Une vision alarmante

Elle sue, c’est effrayant. Niagara n’est plus un ancien duo mais le chant de son corps qui exprime sa douleur en pleurant de sueur. L’amie la plus intime de ma transpirante maîtresse est passée hier. Elle lui a dit « que fais-tu ? » (il faut comprendre que les mouvements de ma propriétaire ne permettaient pas immédiatement de deviner la discipline à laquelle elle s’était attaquée). Ma maîtresse a répondu, essoufflée mais déterminée au centre d’un cerceau, « je vise le beau ».

Pour ça, elle a visé haut. Les hanches. Sa zone de confort. Celle qui apprécie le plus se frotter aux accoudoirs du canapé. Le problème de ma maîtresse, c’est qu’elle a beau avoir des visions d’elle et d’un homme au corps parfait, elle ne sait pas viser.

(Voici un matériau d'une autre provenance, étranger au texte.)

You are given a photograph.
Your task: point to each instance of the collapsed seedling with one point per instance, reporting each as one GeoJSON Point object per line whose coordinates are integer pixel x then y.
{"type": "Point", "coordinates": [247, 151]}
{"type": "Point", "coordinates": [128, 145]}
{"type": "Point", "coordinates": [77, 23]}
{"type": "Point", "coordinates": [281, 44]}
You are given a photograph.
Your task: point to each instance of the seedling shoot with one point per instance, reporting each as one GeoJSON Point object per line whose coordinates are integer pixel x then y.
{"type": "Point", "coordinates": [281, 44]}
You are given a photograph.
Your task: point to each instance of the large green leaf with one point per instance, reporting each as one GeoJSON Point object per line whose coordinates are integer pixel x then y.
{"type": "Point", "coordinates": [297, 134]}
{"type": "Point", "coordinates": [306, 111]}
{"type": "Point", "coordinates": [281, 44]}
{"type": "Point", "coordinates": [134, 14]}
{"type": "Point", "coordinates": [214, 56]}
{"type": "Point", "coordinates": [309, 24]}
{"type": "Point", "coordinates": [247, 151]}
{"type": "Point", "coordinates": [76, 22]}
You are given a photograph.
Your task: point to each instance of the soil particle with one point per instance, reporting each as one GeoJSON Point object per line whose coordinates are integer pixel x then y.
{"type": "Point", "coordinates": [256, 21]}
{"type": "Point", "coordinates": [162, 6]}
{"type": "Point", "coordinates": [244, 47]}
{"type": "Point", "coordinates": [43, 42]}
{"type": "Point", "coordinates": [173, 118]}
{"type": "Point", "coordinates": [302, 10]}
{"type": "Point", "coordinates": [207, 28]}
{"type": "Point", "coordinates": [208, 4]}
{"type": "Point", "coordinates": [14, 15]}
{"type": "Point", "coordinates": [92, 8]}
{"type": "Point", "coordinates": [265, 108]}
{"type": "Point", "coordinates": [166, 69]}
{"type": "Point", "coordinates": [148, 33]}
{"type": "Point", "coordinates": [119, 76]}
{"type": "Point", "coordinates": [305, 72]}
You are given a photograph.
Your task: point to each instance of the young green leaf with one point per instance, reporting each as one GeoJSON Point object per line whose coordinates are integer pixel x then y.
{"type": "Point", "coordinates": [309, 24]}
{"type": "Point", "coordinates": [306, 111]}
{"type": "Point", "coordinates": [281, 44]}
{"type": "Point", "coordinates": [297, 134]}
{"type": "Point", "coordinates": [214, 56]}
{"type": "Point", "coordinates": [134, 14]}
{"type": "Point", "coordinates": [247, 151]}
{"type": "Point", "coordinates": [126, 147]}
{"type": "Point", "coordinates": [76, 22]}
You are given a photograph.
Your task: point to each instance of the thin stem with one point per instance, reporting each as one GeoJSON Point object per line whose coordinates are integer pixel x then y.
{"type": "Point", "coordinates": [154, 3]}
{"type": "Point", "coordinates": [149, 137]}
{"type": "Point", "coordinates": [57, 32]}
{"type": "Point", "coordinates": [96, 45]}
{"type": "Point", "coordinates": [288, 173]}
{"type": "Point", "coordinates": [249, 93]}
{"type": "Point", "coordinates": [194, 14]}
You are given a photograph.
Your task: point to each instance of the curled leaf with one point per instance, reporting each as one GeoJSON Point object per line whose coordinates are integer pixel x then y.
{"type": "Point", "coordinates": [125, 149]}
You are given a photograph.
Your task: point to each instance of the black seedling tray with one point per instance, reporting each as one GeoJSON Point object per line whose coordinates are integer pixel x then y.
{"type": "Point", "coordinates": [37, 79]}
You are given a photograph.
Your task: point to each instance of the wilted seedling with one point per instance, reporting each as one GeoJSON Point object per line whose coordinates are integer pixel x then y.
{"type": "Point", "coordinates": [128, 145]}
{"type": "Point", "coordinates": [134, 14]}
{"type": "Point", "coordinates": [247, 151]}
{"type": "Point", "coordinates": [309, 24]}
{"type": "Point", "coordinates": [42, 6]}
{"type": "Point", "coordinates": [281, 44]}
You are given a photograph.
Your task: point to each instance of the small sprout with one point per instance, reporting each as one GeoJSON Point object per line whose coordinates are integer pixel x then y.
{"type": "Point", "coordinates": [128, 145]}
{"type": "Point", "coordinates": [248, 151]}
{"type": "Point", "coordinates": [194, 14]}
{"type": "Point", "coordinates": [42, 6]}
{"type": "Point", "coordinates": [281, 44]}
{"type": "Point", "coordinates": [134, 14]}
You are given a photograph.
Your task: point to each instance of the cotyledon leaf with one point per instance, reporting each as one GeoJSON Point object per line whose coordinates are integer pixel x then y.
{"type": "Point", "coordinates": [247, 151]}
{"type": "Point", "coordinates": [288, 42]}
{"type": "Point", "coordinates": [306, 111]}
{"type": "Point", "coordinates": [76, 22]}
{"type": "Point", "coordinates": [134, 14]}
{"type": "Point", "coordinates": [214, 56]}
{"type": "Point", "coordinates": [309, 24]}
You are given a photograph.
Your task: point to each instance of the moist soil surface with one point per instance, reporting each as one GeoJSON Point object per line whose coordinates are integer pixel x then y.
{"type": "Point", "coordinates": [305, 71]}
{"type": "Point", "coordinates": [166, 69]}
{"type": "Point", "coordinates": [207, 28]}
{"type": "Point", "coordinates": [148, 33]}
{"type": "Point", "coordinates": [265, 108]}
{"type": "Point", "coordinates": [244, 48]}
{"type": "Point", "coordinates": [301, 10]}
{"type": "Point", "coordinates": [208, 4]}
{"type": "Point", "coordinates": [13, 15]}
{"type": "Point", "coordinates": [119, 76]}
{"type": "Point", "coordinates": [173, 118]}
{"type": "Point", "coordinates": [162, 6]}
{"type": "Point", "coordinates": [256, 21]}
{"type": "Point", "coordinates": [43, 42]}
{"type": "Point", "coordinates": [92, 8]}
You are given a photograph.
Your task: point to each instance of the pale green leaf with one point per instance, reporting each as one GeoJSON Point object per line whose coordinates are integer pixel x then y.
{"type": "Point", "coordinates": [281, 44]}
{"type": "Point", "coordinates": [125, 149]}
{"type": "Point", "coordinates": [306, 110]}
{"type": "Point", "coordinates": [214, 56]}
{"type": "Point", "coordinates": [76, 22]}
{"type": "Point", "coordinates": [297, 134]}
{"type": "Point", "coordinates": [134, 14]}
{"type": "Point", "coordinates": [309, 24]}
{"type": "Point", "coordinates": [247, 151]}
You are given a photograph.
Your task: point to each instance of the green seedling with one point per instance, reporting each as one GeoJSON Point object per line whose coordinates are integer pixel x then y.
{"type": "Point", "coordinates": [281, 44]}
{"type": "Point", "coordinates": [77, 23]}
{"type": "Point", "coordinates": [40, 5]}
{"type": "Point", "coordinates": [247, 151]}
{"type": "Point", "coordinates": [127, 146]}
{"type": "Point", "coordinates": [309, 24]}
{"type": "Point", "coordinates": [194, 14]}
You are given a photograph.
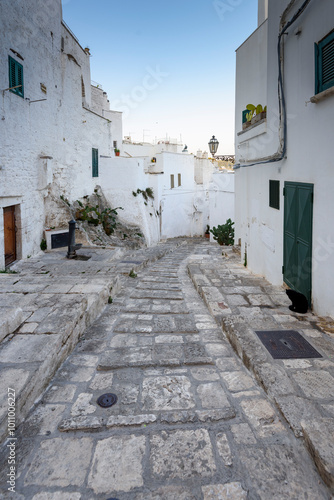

Son premier compagnon était un jeune champion de snooker, il sait de quoi je cause. Le seul exploit de visée qu’elle a réussi à accomplir, c’est le jour où elle a lancé de rage un rocher Suchard en direction du mur du salon. Avant d’atteindre le mur du salon, il a rencontré un obstacle de taille, le nez du dit-compagnon alors qu’il faisait les cent pas dans la pièce voisine.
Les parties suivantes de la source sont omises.